Most of the points on hoist height, halyard tension as relates to hoisting, etc. have been covered. But yeah, the luff's way too loose. That said, it would help to know what the sail is made of. Ditto on your halyard, & what diameter it is, as well as it's age. So that we can give you more feedback on how much each may be stretching, & if anything needs some attention.

Oh, & does the halyard run nice & freely when there's no sail on it? And when was the last time that you fully pulled it out of the mast for a serious inspection?
It takes about 5min to tuck & sew a reeving splice into the tail of a halyard, & they make it SO much easier to put halyards back in. ALL halyards should have them! They save an incredible amount of time.


For halyard tension for jibs on furlers, unless you're at sea or using the sail, you actually want to slack the halyard a bit. Especially when the boat's just sitting at the dock, or on the hook. So that the sail doesn't get prematurely stretched from being tightly hoisted 24/7. And this will also add to the longevity of your halyard as well. Make sense?


Regarding your jib car position, where a lead car is located should rarely be a static thing, as you want to adjust them in order to get the best power out of the sail, based on wind speed & angle, plus what heading relative to the wind.

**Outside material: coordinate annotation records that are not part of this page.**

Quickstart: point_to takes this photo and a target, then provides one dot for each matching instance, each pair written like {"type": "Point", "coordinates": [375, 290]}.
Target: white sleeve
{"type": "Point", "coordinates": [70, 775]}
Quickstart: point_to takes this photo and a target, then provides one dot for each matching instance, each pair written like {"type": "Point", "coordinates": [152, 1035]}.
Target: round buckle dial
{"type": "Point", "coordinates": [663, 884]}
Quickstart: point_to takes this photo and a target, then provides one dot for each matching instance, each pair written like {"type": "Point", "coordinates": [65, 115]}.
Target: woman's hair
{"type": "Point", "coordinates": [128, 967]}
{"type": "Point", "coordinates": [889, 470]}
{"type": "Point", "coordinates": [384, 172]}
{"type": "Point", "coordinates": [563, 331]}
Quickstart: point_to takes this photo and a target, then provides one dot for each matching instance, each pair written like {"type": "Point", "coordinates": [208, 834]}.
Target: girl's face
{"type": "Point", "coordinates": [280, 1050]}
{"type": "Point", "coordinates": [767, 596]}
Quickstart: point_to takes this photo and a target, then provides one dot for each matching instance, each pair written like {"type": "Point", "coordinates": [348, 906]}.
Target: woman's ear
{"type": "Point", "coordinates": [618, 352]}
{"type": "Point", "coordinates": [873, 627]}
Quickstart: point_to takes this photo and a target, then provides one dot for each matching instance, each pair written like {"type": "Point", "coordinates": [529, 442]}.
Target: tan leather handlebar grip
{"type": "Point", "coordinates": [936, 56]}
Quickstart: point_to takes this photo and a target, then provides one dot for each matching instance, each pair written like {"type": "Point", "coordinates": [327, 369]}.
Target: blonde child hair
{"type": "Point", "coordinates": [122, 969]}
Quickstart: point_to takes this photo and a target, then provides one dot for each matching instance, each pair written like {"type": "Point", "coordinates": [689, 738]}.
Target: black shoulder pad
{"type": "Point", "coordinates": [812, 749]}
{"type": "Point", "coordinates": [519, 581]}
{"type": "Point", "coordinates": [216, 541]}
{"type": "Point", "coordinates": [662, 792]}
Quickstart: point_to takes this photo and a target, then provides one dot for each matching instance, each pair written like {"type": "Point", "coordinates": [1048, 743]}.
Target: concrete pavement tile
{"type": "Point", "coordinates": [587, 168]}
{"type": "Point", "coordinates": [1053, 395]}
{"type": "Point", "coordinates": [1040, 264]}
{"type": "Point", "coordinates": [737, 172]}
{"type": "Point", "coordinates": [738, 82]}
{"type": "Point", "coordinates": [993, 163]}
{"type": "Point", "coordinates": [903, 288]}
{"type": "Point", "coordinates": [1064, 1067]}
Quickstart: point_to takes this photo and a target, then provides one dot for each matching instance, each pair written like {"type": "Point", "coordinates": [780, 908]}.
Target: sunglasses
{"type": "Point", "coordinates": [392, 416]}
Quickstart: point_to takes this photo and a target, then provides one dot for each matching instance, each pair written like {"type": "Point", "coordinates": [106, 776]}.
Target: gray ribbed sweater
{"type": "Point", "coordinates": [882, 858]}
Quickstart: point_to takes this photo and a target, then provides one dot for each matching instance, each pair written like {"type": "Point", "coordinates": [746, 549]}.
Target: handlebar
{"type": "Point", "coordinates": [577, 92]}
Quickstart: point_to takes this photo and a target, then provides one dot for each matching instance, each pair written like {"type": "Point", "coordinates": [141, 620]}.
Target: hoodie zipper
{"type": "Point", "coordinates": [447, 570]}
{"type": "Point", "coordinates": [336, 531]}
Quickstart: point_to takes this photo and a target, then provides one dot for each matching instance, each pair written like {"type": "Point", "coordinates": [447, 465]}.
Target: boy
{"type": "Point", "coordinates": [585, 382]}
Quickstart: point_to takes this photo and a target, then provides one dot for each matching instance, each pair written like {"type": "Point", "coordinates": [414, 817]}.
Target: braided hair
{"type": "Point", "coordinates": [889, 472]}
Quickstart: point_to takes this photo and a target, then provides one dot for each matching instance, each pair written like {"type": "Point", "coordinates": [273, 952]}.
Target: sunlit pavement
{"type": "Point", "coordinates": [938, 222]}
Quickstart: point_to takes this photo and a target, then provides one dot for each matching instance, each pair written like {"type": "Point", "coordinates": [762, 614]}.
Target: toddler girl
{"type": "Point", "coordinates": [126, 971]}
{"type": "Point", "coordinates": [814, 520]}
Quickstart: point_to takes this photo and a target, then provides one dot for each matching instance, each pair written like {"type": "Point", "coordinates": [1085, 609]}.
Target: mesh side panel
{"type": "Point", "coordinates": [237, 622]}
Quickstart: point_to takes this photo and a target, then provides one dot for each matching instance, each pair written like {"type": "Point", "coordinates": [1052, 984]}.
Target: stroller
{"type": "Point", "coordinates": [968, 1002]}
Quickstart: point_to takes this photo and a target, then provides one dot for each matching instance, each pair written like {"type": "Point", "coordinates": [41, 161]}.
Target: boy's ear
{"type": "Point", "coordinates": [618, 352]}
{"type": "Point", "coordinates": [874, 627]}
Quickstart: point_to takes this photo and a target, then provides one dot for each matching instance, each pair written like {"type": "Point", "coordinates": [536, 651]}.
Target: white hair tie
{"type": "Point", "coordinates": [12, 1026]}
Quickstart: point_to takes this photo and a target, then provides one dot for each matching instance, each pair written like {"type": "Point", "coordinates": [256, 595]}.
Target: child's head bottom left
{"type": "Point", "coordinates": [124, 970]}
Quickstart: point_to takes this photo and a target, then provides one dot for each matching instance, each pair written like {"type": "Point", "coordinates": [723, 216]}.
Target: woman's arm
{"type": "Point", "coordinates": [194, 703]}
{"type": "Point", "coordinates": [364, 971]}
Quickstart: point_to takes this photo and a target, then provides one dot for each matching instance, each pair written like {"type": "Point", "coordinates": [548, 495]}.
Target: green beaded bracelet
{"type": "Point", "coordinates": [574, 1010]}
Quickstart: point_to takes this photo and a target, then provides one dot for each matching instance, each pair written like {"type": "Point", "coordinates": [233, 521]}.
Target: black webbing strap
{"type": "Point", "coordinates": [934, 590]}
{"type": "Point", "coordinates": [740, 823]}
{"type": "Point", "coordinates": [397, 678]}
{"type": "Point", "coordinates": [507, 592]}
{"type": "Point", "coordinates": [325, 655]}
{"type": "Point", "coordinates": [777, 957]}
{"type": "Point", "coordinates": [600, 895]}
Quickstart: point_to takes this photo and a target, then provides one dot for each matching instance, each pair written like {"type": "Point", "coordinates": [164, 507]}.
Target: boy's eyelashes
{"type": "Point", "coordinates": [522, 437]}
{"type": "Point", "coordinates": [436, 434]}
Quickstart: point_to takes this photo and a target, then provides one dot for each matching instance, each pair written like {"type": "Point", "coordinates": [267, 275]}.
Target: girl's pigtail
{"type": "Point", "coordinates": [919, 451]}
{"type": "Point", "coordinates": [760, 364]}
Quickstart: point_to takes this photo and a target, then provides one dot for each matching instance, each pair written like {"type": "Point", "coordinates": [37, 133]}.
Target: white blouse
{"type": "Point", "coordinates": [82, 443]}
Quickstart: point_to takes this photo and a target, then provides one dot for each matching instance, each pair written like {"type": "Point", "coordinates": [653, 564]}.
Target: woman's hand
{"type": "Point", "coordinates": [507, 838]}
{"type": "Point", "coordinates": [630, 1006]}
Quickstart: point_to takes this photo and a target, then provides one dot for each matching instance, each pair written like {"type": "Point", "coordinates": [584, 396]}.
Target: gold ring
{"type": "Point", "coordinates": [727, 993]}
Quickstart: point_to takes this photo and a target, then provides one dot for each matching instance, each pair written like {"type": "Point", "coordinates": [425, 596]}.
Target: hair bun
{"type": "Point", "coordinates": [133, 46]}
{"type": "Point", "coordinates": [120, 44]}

Nominally you want all of your telltales breaking at the same time, regardless of wind angle/heading. And a jib of any sort should have 3 sets of them, minimum. Spaced out fairly evenly, vertically, starting from about chest height for the bottom set. And they should be say 2'+/- back from the luff. With it being fine to have more sets of them, especially on taller sails.


Plus, when you drop the sail to add these, or to take it to the loft. Do a good visual inspection of the furler, particularly it’s foil via a good set of bino’s or a camera with some good magnification. Looking for issues with the foil’s joints especially.



Also, if you want to be able to tune the sail's tack height, just use a piece of Dacron or Spectra, attached to the tack ring & then run down through the furler's tack shackle, & back through the two fittings a few times. And tie the line's bitter end to the vertical strands of the line itself with a series of half hitches. So that it essentially forms a lashing. Which you can even use it as a jib cunningham if you like.
Note: You shouldn't need to worry about the sail pulling out of the furler's foil down near the tack. Knock on wood. Assuming that the sail was made correctly.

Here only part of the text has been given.